Angesichts der Gasknappheit will Niedersachsens Landesregierung den Energieverbrauch in den rund 2800 Gebäuden für den Herbst und Winter deutlich senken.

Hannover – Die Landesregierung in Niedersachsen will den Energieverbrauch im Bundesland deutlich senken. Das kündigte Finanzminister Reinhold Hilbers (CDU) an und legte einen Vier-Punkte-Plan vor, mit dem während des Herbsts und Winters in den rund 2800 Gebäuden des Landes in Niedersachsen deutlich Energie gespart werden soll.
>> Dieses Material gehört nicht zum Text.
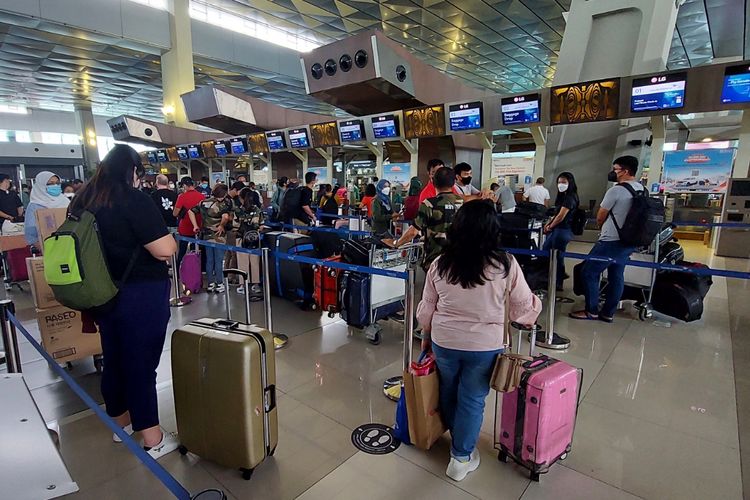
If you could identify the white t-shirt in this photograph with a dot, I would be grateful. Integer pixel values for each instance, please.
(537, 194)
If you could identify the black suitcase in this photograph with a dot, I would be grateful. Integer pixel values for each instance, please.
(677, 300)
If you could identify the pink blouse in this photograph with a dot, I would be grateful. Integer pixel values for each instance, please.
(472, 319)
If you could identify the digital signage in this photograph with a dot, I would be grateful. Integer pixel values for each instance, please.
(276, 141)
(657, 92)
(298, 138)
(520, 109)
(385, 127)
(352, 131)
(736, 84)
(466, 116)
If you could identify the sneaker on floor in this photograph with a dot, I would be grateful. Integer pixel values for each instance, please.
(168, 444)
(458, 470)
(128, 430)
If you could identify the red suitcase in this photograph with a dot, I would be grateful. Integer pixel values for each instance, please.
(538, 419)
(326, 292)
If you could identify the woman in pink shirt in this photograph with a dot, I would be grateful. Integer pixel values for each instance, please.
(462, 313)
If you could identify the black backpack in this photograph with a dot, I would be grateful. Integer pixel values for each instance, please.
(644, 220)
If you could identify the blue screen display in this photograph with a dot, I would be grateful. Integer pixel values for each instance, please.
(385, 127)
(520, 109)
(465, 116)
(736, 84)
(658, 92)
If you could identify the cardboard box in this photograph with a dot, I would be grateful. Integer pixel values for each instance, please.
(63, 336)
(48, 220)
(40, 290)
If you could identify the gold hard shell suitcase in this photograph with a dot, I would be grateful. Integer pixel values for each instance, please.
(224, 382)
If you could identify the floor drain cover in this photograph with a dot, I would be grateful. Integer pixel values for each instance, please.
(375, 439)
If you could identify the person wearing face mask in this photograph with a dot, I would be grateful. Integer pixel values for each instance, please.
(134, 326)
(46, 193)
(558, 230)
(613, 208)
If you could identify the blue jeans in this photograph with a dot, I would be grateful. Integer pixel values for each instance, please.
(214, 265)
(558, 239)
(592, 271)
(464, 385)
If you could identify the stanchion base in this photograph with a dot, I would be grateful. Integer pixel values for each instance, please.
(559, 343)
(392, 388)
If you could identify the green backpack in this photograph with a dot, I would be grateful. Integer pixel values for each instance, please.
(75, 266)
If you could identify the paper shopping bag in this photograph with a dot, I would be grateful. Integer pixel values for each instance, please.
(423, 411)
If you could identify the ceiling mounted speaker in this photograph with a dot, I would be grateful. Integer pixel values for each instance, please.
(400, 73)
(360, 58)
(345, 63)
(330, 67)
(316, 71)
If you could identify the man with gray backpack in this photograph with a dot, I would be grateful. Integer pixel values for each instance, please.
(629, 219)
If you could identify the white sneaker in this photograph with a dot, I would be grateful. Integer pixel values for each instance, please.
(168, 444)
(457, 470)
(128, 429)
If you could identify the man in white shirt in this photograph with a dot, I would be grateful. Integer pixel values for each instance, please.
(538, 193)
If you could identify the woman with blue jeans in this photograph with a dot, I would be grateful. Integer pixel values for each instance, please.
(558, 230)
(462, 314)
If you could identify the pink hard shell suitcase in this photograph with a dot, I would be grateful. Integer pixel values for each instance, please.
(537, 419)
(190, 271)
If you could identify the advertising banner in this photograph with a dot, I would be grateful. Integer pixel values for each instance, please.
(697, 171)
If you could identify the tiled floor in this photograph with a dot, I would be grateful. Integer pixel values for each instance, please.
(658, 417)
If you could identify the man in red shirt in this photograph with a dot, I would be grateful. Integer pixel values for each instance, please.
(429, 190)
(189, 222)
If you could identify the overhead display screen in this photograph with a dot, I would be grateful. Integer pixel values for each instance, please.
(465, 116)
(221, 148)
(276, 141)
(352, 131)
(385, 127)
(736, 84)
(298, 138)
(238, 145)
(658, 92)
(585, 102)
(521, 109)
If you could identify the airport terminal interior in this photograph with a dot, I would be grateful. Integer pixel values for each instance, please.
(319, 129)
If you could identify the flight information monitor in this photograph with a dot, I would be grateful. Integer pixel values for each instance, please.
(276, 141)
(736, 84)
(298, 138)
(385, 127)
(658, 92)
(520, 109)
(465, 116)
(352, 131)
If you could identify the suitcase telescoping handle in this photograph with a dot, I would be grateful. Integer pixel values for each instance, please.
(243, 275)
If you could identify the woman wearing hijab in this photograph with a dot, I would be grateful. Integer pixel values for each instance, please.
(46, 193)
(382, 211)
(411, 204)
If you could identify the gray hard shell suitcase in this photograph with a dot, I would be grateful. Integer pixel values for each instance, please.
(224, 383)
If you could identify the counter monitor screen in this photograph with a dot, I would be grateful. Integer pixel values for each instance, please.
(658, 92)
(465, 116)
(298, 138)
(385, 127)
(352, 131)
(276, 141)
(736, 84)
(520, 109)
(238, 145)
(221, 148)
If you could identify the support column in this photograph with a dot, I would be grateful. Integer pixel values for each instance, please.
(177, 64)
(85, 123)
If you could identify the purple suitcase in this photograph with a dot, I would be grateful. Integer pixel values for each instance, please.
(537, 419)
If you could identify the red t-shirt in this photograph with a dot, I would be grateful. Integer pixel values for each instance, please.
(188, 200)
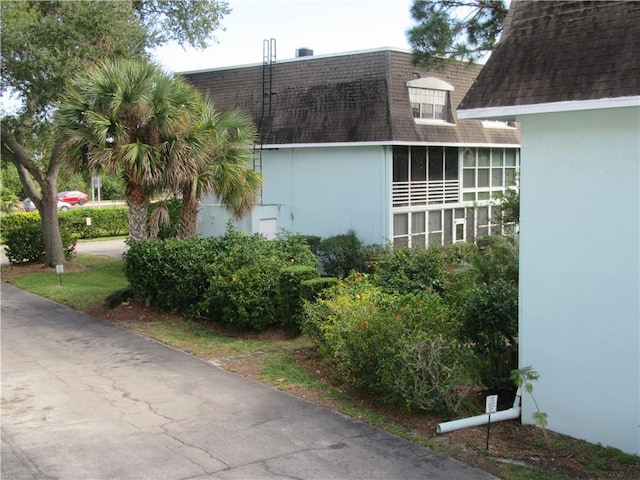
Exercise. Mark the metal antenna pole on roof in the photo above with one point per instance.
(268, 60)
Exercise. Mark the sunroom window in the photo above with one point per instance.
(430, 100)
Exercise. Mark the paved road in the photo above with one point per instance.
(111, 248)
(82, 399)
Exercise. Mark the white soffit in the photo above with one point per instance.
(510, 112)
(431, 83)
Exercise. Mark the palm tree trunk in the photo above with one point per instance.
(137, 212)
(188, 215)
(54, 254)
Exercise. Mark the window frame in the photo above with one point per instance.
(430, 92)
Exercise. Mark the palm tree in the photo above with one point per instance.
(131, 118)
(221, 150)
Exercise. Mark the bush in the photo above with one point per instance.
(433, 372)
(243, 283)
(490, 323)
(170, 274)
(375, 339)
(341, 254)
(23, 238)
(291, 294)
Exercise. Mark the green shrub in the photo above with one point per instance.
(23, 238)
(312, 241)
(341, 254)
(170, 274)
(407, 270)
(243, 283)
(374, 339)
(312, 289)
(496, 259)
(291, 293)
(434, 371)
(489, 318)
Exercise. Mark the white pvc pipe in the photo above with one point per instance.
(509, 414)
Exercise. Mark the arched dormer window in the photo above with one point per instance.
(430, 100)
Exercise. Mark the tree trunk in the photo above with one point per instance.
(188, 216)
(45, 199)
(137, 212)
(54, 252)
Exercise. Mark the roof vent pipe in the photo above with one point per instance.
(304, 52)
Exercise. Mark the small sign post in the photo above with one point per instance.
(60, 271)
(491, 406)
Der Ministeriumssprecher gegenüber der „Hannoverschen Allgemeinen Zeitung“: „Darin sind Maßnahmen benannt, die nicht nur das Klima schützen sollen, sondern die auch geeignet sind, mittelfristig den Energieverbrauch der Landesliegenschaften zu reduzieren.“ Dazu gehöre die energetische Sanierung von Gebäuden und eine bessere Nutzung von Flächen.

Gaskrise in Deutschland: So will Niedersachsen Energie sparen

Beispiele seien Sanierungsmaßnahmen bei der Justizvollzugsanstalt Hannover und der Polizeidirektion Hannover. Das zum Teil erneuerte Dach des Gefängnisses spare voraussichtlich pro Jahr knapp 470.000 Kilowattstunden Energie und 146 Tonnen des Klimagases CO2. Bei der Polizeidirektion sollen sanierte Fenster pro Jahr 202.000 Kilowattstunden Energie und 63 Tonnen CO2 sparen.

Mit einem Leitfaden für Landesbeschäftigte sollen Hinweisen zum Energiesparen am Arbeitsplatz gegeben werden. Auch der Landtag will Energie bei Kühlung, Heizung und Beleuchtung sparen – so wird etwa während der parlamentarischen Sommerpause die Klimaanlage ausgeschaltet.

Energie sparen: Auch Städte rüsten sich für Gasnotstand

Auch die Städte in Deutschland haben angekündigt, sich für den möglichen Ernstfall eines Gasnotstands zu rüsten. Niemand soll frieren, hieß es. „Falls Deutschland der Gashahn abgedreht wird, gehören Privathaushalte zu den besonders geschützten Kunden – bei ihnen würde also erst als Letztes Energie rationiert“, sagte Verena Göppert vom Deutschen Städtetag. Noch besser wäre es, wenn die Gas-Vorräte reichen und Einschränkungen überhaupt nicht notwendig würden.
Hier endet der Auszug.